Surgical scissors in hand, she regarded me for a long moment.

"That's doubtful."

Was it possible? Had I been drinking that much? So much that I failed to remember getting my first period in more than eight months? As I watched the long instruments flashing back and forth between my legs, bearing on each return trip a tuft of soiled white cotton, I tried in vain to capture an inkling of what had happened — a stained pair of panties, a knee hoisted on the edge of the sink for easy insertion. Could I have dismissed PMS symptoms — a headache, cramps — as a bad hangover? Had it been tampons, and not hair dye, I was trying to purchase with the Senegalese watch vendor? Eventually, in the interest of science, I was forced to conclude yes. I had been drinking that much.

The doctor had finished. "Okay! You can get dressed. Go home, take a shower and you'll be fine. I'm going to tell Dr. Gupta that you're menstruating again. She'll be so pleased!"

"Thank you," I said. "Are you sure I don't need any medicine or . . . anything?"

She looked at me for a moment, her face suddenly warmer, and I imagined I saw a flicker of recognition in her eyes.

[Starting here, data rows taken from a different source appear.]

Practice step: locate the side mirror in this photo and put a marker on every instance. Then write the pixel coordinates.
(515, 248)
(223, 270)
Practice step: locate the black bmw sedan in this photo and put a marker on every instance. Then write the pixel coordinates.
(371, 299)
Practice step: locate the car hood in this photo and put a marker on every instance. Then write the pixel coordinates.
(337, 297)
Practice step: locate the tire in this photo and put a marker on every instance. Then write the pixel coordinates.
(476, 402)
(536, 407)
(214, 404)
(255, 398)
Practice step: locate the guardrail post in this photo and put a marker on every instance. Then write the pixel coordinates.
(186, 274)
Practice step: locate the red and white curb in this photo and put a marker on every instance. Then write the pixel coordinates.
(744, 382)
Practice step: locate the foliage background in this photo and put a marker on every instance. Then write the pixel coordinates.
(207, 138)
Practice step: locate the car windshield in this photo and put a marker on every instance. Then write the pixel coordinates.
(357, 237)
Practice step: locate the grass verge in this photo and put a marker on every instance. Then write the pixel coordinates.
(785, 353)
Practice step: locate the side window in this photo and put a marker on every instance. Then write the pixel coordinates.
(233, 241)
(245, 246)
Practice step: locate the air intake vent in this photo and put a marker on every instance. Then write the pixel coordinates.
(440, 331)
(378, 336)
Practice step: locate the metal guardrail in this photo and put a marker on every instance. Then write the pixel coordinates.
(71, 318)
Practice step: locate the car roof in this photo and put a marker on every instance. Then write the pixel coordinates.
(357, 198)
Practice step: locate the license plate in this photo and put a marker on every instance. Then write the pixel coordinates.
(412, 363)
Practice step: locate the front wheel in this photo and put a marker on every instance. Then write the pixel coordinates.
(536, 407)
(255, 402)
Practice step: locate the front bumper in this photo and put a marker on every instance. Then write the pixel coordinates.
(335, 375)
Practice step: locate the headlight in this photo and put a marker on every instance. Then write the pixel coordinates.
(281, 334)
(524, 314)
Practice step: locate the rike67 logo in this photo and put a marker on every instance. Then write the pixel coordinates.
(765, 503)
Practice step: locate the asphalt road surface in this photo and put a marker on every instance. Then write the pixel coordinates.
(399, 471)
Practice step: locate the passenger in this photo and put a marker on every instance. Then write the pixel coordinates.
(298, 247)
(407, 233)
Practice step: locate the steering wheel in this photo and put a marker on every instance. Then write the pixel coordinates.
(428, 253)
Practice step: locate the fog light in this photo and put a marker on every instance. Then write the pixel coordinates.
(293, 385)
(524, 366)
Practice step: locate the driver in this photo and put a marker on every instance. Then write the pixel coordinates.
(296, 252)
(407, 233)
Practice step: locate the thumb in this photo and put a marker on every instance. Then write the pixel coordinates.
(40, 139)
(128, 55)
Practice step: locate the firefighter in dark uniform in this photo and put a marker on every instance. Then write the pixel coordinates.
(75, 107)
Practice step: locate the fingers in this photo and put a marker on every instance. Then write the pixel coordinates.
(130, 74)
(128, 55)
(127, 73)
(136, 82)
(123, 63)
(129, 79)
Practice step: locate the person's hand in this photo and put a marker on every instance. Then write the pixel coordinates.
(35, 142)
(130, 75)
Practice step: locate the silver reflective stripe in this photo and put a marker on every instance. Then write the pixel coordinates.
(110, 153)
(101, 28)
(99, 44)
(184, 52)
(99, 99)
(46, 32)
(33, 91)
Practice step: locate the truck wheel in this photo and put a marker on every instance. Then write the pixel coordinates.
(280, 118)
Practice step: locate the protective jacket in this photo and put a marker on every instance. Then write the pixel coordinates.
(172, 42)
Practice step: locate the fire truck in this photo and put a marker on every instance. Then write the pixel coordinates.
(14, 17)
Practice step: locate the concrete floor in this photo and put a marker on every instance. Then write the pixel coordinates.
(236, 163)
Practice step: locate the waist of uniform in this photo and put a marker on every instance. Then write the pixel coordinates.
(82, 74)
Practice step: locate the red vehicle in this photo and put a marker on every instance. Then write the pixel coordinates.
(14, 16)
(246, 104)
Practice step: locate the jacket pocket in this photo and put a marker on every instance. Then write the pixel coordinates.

"You might really want not to drink so much," she said softly. She smiled a little. "You're just a baby."

A few weeks later, the baby woke up at 7:34 a.m. hooked to an I.V. on a stretcher in a downtown New York City hospital, having been delivered by ambulance a few hours earlier, with facial lacerations, three stitches in her knee, and a severe headache. The attending physician was unsure of the circumstances of the baby's accident; he did, however, mention that the vigilant E.R. attendants had performed a rape kit on the semi-conscious baby, and finding no evidence of assault, proceeded to pump her stomach, treat her wounds and administer intravenous hydration. The general consensus among the attendants was that the baby, in a state of extreme inebriation, had collapsed in the street and injured herself, and that a well-meaning but anonymous third party had come upon her and concerned for her safety, phoned the ambulance. At 9:12 a.m., the baby was disconnected from her I.V. and discharged on her own recognizance, along with a prescription for a mild antibiotic, a topical soothing cream and a hospital bill for emergency services rendered. The bill for the ambulance, she was informed, would arrive in the mail.